Authors

  1. Carroll, Jean Gayton PhD, Editor

Article Content

Looking at hospital patients' responses on patient satisfaction surveys, Nicole R. Santuzzi, Melanie Brodnik, Laurie Rinehart-Thompson, and Maryanna Klatt found that while most of the qualitative comment categories validated the quantitative results, there were no reported research results supporting the positive association between qualitative comments and quantitative scores. This study was designed to determine whether there are differences in how patients quantitatively rate their inpatient service in a given section of a patient satisfaction survey based on the types of qualitative comments they make about that given section. The study results offer empirical evidence that there are differences in how patients quantitatively rate the services received in a hospital based on patient comment types. Hospital staff interpreting patient satisfaction survey results could say that negative comments produce lower quantitative ratings than do positive comments.

 

Fayez F. Hejaili and his coauthors used a Kano model in their study of a fascinating subject-cultural influences on the expectations of patients. They employed a questionnaire covering 20 service attributes, collecting responses from dialysis patients from the Kingdom of Saudi Arabia, Syria, the United Arab Emirates, and Austria. Their article includes an authoritative description of the origins and structural characteristics of Kano's research designs. The authors suggest that differences in education levels as well as in experience with contemporary market interactions probably play a significant part in the observed differences in the responses of the patients in their samples.

 

James E. Rohrer, Kurt B. Angstman, and Joseph W. Furst studied the role of "retail walk-in clinics" in place of office and emergency department visits in increasing access to care without diluting the quality of care. Performing a retrospective analysis of medical records, they analyzed the incidence of return visits within 2 weeks for low-acuity diagnoses by patients making office or emergency department visits in comparison with those using a retail walk-in clinic. They concluded that the use of the retail convenience clinic did increase access without increasing early return visits. Their findings also suggest that the patient's previous pattern of utilizing care may be a stronger predictor of the number of early return visits.

 

The establishment of rapid response teams (RRTs) represents a fairly new strategy designed to facilitate prompt skilled intervention in a potential crisis.

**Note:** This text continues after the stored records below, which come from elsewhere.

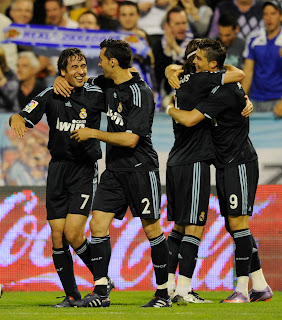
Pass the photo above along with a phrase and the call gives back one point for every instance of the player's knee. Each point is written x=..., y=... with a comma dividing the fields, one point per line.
x=98, y=228
x=73, y=237
x=57, y=239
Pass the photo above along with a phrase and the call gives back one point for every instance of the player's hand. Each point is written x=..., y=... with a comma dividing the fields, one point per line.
x=278, y=109
x=17, y=124
x=82, y=134
x=172, y=73
x=248, y=109
x=62, y=87
x=170, y=105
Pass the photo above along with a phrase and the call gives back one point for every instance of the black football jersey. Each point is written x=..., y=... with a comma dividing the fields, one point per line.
x=130, y=108
x=230, y=130
x=82, y=109
x=194, y=143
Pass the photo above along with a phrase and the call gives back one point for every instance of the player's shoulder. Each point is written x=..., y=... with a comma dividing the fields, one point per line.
x=91, y=87
x=46, y=93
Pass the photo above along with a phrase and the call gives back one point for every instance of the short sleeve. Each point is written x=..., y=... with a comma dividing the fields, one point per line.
x=140, y=118
x=34, y=110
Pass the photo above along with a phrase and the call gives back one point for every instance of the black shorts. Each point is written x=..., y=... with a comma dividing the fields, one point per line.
x=188, y=192
x=70, y=188
x=236, y=188
x=141, y=191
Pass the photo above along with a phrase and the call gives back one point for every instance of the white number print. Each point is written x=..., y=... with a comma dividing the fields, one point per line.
x=146, y=210
x=233, y=199
x=86, y=197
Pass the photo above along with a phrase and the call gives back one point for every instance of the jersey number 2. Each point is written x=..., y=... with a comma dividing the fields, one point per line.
x=147, y=205
x=86, y=197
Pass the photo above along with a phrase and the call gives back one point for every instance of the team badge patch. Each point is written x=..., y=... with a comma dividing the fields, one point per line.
x=120, y=107
x=83, y=114
x=202, y=216
x=30, y=106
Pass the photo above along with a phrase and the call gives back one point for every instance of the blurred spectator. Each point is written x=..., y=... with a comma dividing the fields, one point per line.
x=56, y=14
x=171, y=48
x=152, y=14
x=248, y=13
x=39, y=14
x=107, y=14
x=199, y=15
x=75, y=8
x=10, y=49
x=88, y=20
x=21, y=11
x=263, y=64
x=228, y=29
x=30, y=86
x=8, y=87
x=128, y=18
x=4, y=5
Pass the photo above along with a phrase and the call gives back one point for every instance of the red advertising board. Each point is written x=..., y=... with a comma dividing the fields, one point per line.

Joan D. Wynn, Martha K. Engelke, and Melvin Swanson analyze the factors that play a role in prompting nurses to initiate a call for the RRT. Among other things they found that the nurse's level of professional education strongly influenced the decision to call for an RRT upon the patient's exhibiting the criteria for calling the RRT. Another correlate of the decision to call for an RRT was the promptness of the physician's arrival at the bedside on an earlier call from the nurse.

 

Carol VanDeusen Lukas, David Mohr, and Mark Meterko point out that although research programs have developed many approaches for improving clinical care, many of these improvement strategies are never widely applied in routine patient care. They describe the ways in which health care providers and researchers are working to understand the factors that contribute to the successful implementation of improved clinical practices. The coauthors present a study on the effect of team collaboration, rather than unidirectional individual effort, in implementing the introduction of clinical improvements.

 

Under rules implemented a few weeks ago, Medicare will no longer reimburse hospitals for preventable conditions. Thomas J. Hendrix, Maureen O'Malley, and Kristine A. Karlsen explore the implications of mandated error reporting on the role and responsibilities of nurses. They point out that complying with the new rules makes it essential that the hospital coordinate all departments involved in patient care, as well as provide the needed training. Given nursing's role in shaping patient care quality, this means that hospital management must provide nurses with the training required by the responsibilities they carry under the new rule.

 

There has been widely published evidence that tested evidence-based clinical guidelines, while available, often are not followed by physicians. David W. Scotton, H. Wierman, A. Coughlin, M. Nicholson, and C. B. Kuhn, following up on the observed failure to follow guidelines for the administration of metformin, studied the effect of passive pharmacy intervention in the form of electronic safety alerts on the pattern of guideline violations to metformin use in inpatients. They conclude that passive pharmacy intervention is ineffective in curbing such violations.

 

Remember that butterfly flapping its wings somewhere in India, and how it starts a breeze that travels across the world to become a gale on Lake Michigan? Or your pessimistic friend who likes to say: "Whatever can go wrong, will?" Colleen Conway-Welch has contributed a sparkling review of a new book, On the Edge: Nursing in the Age of Complexity, that provides some examples of the effects of the law of unintended consequences.